Settlement convention refers to the potential time lag that occurs between the trade and settlement dates. Financial contracts generally have a delay between the execution of a trade and its settlement. This time period is also present between the expiry of an option and its settlement. For example, for an FX forward against USD, the standard date calculation for spot settlement is two business days in the non-dollar currency, and then the first good business day that is common to the currency and New York. The only exception to this convention is USD-CAD which is one Toronto business day, and then the first common business day in Toronto and New York. For an FX option, cash settlement is made in the same manner, with the settlement calculation using the option expiry date as the start of the calculation. The settlement convention affects discounting cash flows and must be considered in the valuation. The FINCAD functions allow the specification of various FX rate market conventions that are able to cover most currency pairs available in the market.
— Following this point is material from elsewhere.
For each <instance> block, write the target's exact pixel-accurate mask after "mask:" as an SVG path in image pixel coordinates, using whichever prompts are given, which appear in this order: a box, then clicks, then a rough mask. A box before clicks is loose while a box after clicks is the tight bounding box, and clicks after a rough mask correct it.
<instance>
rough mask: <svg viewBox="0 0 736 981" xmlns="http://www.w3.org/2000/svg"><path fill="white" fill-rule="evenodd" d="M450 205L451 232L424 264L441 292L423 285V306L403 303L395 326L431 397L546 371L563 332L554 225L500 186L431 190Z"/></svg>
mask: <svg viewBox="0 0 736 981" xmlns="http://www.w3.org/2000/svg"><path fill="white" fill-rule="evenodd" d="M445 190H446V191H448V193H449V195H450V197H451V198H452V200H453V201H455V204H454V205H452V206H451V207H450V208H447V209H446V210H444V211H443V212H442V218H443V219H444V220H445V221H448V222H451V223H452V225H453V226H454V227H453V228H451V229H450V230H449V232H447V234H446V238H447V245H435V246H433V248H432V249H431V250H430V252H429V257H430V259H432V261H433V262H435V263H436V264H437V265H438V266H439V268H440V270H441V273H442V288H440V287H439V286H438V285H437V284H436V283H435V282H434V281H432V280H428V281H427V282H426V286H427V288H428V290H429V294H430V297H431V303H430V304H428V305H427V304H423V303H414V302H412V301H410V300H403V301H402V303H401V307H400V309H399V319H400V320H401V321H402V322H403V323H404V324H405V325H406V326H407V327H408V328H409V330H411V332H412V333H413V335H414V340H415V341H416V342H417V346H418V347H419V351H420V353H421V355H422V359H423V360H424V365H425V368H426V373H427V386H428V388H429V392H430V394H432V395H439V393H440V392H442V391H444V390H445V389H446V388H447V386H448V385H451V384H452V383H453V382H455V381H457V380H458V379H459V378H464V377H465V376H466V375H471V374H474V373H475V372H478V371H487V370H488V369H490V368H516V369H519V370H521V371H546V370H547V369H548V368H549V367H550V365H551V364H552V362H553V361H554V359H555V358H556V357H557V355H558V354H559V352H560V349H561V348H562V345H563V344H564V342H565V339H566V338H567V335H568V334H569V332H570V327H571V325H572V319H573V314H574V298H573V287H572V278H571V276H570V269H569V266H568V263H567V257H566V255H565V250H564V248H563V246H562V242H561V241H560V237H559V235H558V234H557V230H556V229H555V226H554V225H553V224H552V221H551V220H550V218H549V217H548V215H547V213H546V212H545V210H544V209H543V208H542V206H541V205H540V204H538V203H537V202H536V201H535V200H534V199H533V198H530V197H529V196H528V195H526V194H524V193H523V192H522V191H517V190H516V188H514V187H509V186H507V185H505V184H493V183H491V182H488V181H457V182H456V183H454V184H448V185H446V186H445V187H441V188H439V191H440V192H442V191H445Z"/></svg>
Regarding the possible input formats, the users can specify the conventions for the two currencies of the FX rate manually, in a combined or separate manner. For the former, two elements can be taken in as maturity descriptor and holiday convention that are shared for both currencies. For the latter, five elements can be taken in as one set of maturity descriptor and holiday convention for the currency one, another set of similar inputs for the currency two and an additional input of holiday convention. This corresponds to the most generic specification of the settlement convention that can be used for cross rate trades, e.g. a CAD-EUR trade that has settlement dates calculated using New York as well as Toronto and Target holidays.

If we assume that exchange rates follow geometric Brownian motion (same type of stochastic process as a stock), using USD / JPY as the FX rate, the foreign currency (JPY) is analogous to a stock providing a known dividend yield, where the owner of the foreign currency receives a "dividend yield" equal to the risk-free rate in the foreign currency. These and other assumptions allow us to utilize generic option models, such as Black-Scholes, in the valuation of FX options.

Technical Details

FX options can be confusing and sometimes require a little extra thought because one customer will consider the option a CALL and another will consider the same FX option a PUT. It is always important to understand what the expected payoff is because once the payoff is known the inputs to the option functions will be clear.

As an example, if the strike rate is 1.45 CAD/USD ($1.45 CAD buys $1.00 USD) then the payoff for a long call on USD would look like the illustration below. Remember that a call on USD is the same as a put on CAD, so if the CAD/USD rate rises to 1.50, a 1.45 PUT on CAD is in the money.

Payoff for a Long Call on USD


Analysis Supported

FINCAD FX options functions can be used for the following:

  • Calculate fair value and risk statistics for a European, American or Asian FX option;
  • Calculate fair value, risk statistics and risk report of a European FX option with settlement convention;
  • Calculate fair value and risk statistics for a European or American exercise single barrier FX option;
  • Calculate fair value and risk statistics for a European or American exercise double barrier FX option. The option is a double knock-out barrier option, and the payoff may be vanilla or binary type: initially the holder owns a call or put binary option, but if at any time either barrier is breached, the option is lost or knocked-out;
  • Calculate fair value and risk statistics for a binary FX option
  • Calculate fair value and risk statistics for a binary barrier FX option. The payoff is a fixed amount of cash if the barrier is breached; otherwise, nothing if the barrier is never breached, and vise versa;
  • Calculate fair value and risk statistics for a binary barrier FX option. The payoff is a fixed amount of cash if the barrier is touched and the option is in the money at expiry; otherwise, nothing;
  • Calculate fair value and risk statistics for a binary barrier FX option. The payoff is a fixed amount of cash if the barrier is not touched and the option is in the money at expiry; otherwise, nothing.